The "war" between working moms and stay-at-home moms is a farce. It was manufactured by politicians and hyped by the media. Moms are moms. We are all challenged with the ominous responsibility of birthing and nurturing life. I never had the opportunity to be a stay-at-home mom; I was the breadwinner of the house when my daughter was born and a single mother by the time she was 6. I would have jumped at the chance to stay at home for a couple of years. The most difficult day of my life was the first day I had to pull myself away from my baby to return to work after my maternity leave. The second most difficult day was every day after that when I had to leave her, and it did not get easier until she started school. I believe this is how most mothers feel. The politicians' and the media's attempts to drive a wedge between stay-at-home moms and working moms is ignoble. The joy and the challenges of being a mother is sacred ground.
Every mother has a story full of joy and challenges. Let me share a little about my story. At the height of my career I discovered I had five fibroid tumors in my uterus that were growing at an alarming rate. I was advised by my doctor to have a hysterectomy. During the final exam before my surgery, my doctor told me something was wrong.

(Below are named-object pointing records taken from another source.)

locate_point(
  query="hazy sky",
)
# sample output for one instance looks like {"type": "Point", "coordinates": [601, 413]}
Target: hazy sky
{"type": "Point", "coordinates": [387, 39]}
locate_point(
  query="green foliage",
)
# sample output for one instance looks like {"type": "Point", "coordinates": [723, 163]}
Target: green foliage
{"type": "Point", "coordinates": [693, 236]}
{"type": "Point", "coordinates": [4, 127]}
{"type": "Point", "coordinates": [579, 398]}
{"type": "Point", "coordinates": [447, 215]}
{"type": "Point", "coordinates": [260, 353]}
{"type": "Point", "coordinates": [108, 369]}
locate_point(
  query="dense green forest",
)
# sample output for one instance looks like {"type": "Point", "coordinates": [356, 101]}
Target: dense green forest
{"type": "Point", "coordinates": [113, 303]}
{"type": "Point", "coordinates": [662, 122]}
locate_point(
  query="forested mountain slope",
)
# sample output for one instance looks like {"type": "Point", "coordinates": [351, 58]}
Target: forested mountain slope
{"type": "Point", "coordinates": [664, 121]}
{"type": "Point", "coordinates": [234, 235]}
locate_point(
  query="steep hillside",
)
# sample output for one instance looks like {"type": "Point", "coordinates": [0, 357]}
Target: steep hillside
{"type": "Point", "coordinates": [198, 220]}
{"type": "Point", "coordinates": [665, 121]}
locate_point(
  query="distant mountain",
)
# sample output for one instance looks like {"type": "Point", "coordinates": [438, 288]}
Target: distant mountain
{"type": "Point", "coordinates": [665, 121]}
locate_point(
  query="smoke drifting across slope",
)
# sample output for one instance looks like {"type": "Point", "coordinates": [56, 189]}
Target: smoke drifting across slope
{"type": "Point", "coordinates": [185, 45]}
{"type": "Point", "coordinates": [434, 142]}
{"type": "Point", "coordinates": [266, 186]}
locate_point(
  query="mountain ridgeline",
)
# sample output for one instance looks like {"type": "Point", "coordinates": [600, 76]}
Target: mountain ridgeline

He looked at me and said, "You are pregnant and will die if you try to have this baby." Without any discussion or even a pause, he picked up the phone and started dialing. He looked up at me and said, "I am scheduling you an abortion with a colleague of mine; I can't do it because I am Catholic." While he was talking on the phone, I got up and left.

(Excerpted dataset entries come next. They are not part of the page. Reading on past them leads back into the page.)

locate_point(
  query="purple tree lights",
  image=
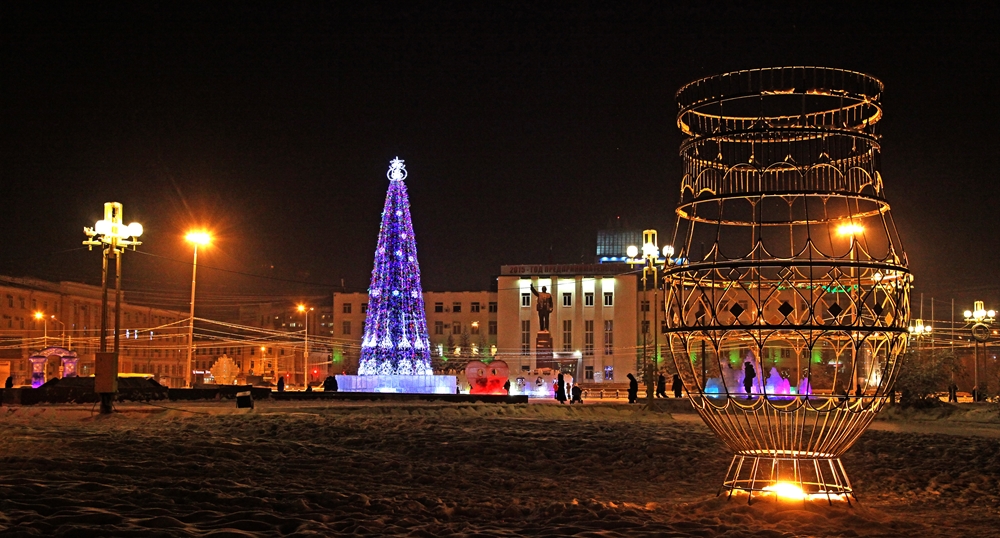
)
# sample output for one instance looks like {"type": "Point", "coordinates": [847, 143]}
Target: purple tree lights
{"type": "Point", "coordinates": [395, 339]}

On my drive home I went inside myself, envisioned bringing my baby home and listened to my heart. I experienced calmness and I knew all would be fine. I committed to this vision and searched until I found a doctor who would partner with me on my journey to transform my vision into reality. My daughter Nicole fought for her life and the tumors started shrinking -- all seemed to be right. Then, I developed toxemia and was hospitalized for the last month of my pregnancy.
When I went into labor, Nicole turned breach and I had an emergency c-section but something went horribly wrong and I began to slip away. The doctor and nurses piled hot towels on me in an attempt to bring me back. This memory is as clear to me today as it was 30 years ago -- I was dying. I remember feeling nothing but peace; it was wonderful. As I was drifting away, I remembered that I had a baby and that powerful thought pulled me back into the world. My daughter and I are extraordinarily close; I can't imagine life without her.
Motherhood is a beautiful, precious gift; most mothers know this. I believe we share a special connection and can relate to each other's journey, even if our journeys are different. Whether we stay-at-home or working, we share a very special bond. Is it too much to ask politicians and the media to respect motherhood, and refrain from fostering a false perception that stay-at-home moms and working moms are at war?